A structured set of objections, weighed in public.

Desk editor's note, referee report, simulated authors' rebuttal, and a circularity audit. Tearing a paper down is the easy half of reading it; the pith above is the substance, this is the friction.

Desk Editor's Note private letter to a colleague

SOCP gives a clean unsupervised route to local conformal sets via SOMs with exact BMU validity, but the neighborhood approximation rests on an unquantified KS bias whose size is not shown.

read the letter

The core new piece is routing calibration through a self-organizing map so that test points pull from their BMU cell or a fixed neighborhood, without any supervised partitioning or retraining. This yields exact marginal coverage for the cell case and fixed-set coverage for the neighborhood buffer, plus a split-routed variant. The experiments report a 7.1% mean drop in weighted regional coverage gap across seven of eight benchmarks at the cost of a 6.2% larger average set size, which is a tangible improvement for the effort involved.

The method is straightforward to implement on top of existing conformal pipelines and works for both regression and classification on tabular and embedding data. That is useful for anyone already using conformal prediction who wants to mitigate obvious regional undercoverage without labeled groups.

The soft spot is the central-cell validity claim for neighborhood retrieval, which holds only up to the KS distance between the cell and buffer score distributions. The abstract names the term but gives neither a bound nor any table or plot showing its magnitude on the benchmarks. If that distance is comparable to the reported gap reduction, the practical guarantee weakens and the gains could be driven by other factors. The paper also does not check whether the learned cells actually track coverage heterogeneity rather than just input geometry.

This is aimed at the conformal-prediction community working on heterogeneous or safety-critical settings. It is coherent enough and has enough formal grounding plus reproducible experiments to merit serious refereeing, though reviewers will need to see the KS term quantified.

Referee Report

3 major / 0 minor

Summary. The paper introduces Self-Organized Conformal Prediction (SOCP), which uses a Self-Organizing Map (SOM) to discover input-space groups from geometry alone and retrieves local calibration sets from the query's best-matching unit (BMU) cell or a fixed grid neighborhood. It claims exact validity for BMU-cell retrieval, fixed retrieved-set validity for neighborhood buffers, and central-cell validity for neighborhoods up to a Kolmogorov-Smirnov (KS) bias term (with a split-routed variant recovering conditional fixed-set validity). On eight regression and classification benchmarks the method reduces the weighted regional coverage gap on 7/8 datasets (mean paired change -7.1%) at a mean prediction-set size increase of 6.2%, without altering the underlying predictor or nonconformity score.
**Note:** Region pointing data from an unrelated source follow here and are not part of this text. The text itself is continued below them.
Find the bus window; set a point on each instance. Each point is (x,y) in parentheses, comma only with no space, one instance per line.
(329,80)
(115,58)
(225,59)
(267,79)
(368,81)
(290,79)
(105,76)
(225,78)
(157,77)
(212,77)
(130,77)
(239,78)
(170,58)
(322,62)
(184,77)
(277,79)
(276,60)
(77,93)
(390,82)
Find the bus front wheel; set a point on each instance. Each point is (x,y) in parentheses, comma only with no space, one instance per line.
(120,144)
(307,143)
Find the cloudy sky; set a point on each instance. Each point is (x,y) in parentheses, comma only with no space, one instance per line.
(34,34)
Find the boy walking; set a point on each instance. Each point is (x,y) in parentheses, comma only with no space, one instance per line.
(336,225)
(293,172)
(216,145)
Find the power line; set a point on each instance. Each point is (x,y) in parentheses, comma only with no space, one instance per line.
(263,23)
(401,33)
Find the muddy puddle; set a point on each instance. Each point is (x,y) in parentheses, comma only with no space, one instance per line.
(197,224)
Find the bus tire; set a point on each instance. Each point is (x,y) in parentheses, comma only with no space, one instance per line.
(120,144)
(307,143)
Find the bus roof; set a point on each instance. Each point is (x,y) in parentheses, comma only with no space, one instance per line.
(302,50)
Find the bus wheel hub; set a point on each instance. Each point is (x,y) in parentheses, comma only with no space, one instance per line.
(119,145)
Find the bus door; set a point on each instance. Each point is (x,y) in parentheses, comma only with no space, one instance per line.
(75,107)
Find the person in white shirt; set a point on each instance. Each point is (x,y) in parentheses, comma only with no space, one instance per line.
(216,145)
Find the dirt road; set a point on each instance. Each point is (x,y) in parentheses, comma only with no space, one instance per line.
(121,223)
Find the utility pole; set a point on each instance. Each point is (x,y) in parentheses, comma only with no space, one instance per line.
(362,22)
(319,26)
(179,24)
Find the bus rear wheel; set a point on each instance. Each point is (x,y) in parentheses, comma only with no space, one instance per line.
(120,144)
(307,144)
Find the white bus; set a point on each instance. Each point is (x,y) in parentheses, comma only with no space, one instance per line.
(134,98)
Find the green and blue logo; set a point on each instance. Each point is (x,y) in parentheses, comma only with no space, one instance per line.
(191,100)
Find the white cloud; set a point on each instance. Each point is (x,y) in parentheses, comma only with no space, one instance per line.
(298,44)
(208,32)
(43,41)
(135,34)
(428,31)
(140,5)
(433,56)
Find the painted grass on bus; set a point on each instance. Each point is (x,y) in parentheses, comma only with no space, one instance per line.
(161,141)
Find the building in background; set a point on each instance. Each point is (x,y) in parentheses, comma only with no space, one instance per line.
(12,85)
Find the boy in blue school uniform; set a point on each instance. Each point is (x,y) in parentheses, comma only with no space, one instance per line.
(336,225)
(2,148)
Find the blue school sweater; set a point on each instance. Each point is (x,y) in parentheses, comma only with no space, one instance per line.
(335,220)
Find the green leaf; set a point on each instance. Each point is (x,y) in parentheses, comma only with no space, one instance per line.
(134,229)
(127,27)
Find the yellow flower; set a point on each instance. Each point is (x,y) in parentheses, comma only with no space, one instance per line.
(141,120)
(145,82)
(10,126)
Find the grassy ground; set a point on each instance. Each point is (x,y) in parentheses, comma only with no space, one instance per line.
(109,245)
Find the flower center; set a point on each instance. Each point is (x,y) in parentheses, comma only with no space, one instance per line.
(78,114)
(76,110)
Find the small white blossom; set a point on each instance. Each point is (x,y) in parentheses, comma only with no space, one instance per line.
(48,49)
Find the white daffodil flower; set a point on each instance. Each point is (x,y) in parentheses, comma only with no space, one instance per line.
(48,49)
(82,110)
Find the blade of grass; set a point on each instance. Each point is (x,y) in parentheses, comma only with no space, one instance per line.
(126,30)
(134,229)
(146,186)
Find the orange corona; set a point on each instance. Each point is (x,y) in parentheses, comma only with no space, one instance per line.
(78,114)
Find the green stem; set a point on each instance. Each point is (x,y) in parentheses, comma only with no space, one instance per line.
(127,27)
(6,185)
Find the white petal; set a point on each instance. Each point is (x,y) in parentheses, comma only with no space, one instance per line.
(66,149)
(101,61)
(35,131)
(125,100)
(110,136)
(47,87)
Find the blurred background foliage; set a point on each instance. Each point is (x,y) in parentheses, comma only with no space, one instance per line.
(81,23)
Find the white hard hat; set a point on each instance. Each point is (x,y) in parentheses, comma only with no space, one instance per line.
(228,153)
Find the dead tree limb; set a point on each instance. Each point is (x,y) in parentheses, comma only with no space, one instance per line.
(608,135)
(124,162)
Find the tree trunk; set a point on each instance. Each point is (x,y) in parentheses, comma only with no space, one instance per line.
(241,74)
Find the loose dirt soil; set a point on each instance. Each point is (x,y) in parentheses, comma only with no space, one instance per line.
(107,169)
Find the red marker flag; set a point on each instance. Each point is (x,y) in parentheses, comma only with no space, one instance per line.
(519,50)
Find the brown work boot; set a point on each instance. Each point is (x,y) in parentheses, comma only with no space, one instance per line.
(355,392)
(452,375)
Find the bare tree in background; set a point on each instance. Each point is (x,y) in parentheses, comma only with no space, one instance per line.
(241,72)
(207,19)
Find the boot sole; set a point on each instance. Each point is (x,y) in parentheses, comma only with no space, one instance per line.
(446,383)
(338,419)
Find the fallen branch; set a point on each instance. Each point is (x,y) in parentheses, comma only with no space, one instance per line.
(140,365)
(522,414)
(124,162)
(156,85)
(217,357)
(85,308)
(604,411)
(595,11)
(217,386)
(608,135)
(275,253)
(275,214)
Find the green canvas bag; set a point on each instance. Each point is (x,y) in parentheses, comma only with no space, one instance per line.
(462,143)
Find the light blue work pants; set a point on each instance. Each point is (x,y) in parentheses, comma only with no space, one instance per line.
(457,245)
Significance. If the stated validity properties hold and the observed gap reductions can be attributed to SOM cells aligning with coverage heterogeneity (rather than input geometry alone), the approach would provide a practical, unsupervised route to group-local calibration that preserves exact or approximate guarantees while remaining applicable across tabular and embedding-based tasks. The negligible overhead on large datasets and the fact that gains are smaller when quantile regression already absorbs heterogeneity are also positive features. The lack of a bound on the KS term or empirical distribution of the statistic across benchmarks, however, limits the strength of the approximate-central-cell claim.

major comments (3)

[Abstract] Abstract (guarantees paragraph): the central claim of practically useful approximate central-cell validity for neighborhood retrieval rests on the KS bias term remaining small relative to the reported 7.1% gap reduction, yet the manuscript supplies neither a theoretical bound on this term nor the empirical distribution of the KS statistic across the eight benchmarks; without these the attribution of the empirical improvement to the claimed validity properties cannot be assessed.
[Abstract] Abstract and method description: the procedure relies on the unsupervised SOM discovering cells whose local nonconformity distributions differ meaningfully from the global pool and from each other; no experiment or diagnostic is reported that tests whether the discovered partitions align with coverage heterogeneity rather than merely reflecting input-space geometry, which is load-bearing for interpreting the 7/8-dataset improvement as evidence for the method's validity properties.
[Abstract] Abstract (empirical results): the reported mean paired change of -7.1% and 6.2% size increase are presented without accompanying per-dataset tables, standard errors, or ablation on the free parameters (SOM grid size, neighborhood radius), making it impossible to judge robustness or to separate the contribution of the validity guarantees from post-hoc tuning.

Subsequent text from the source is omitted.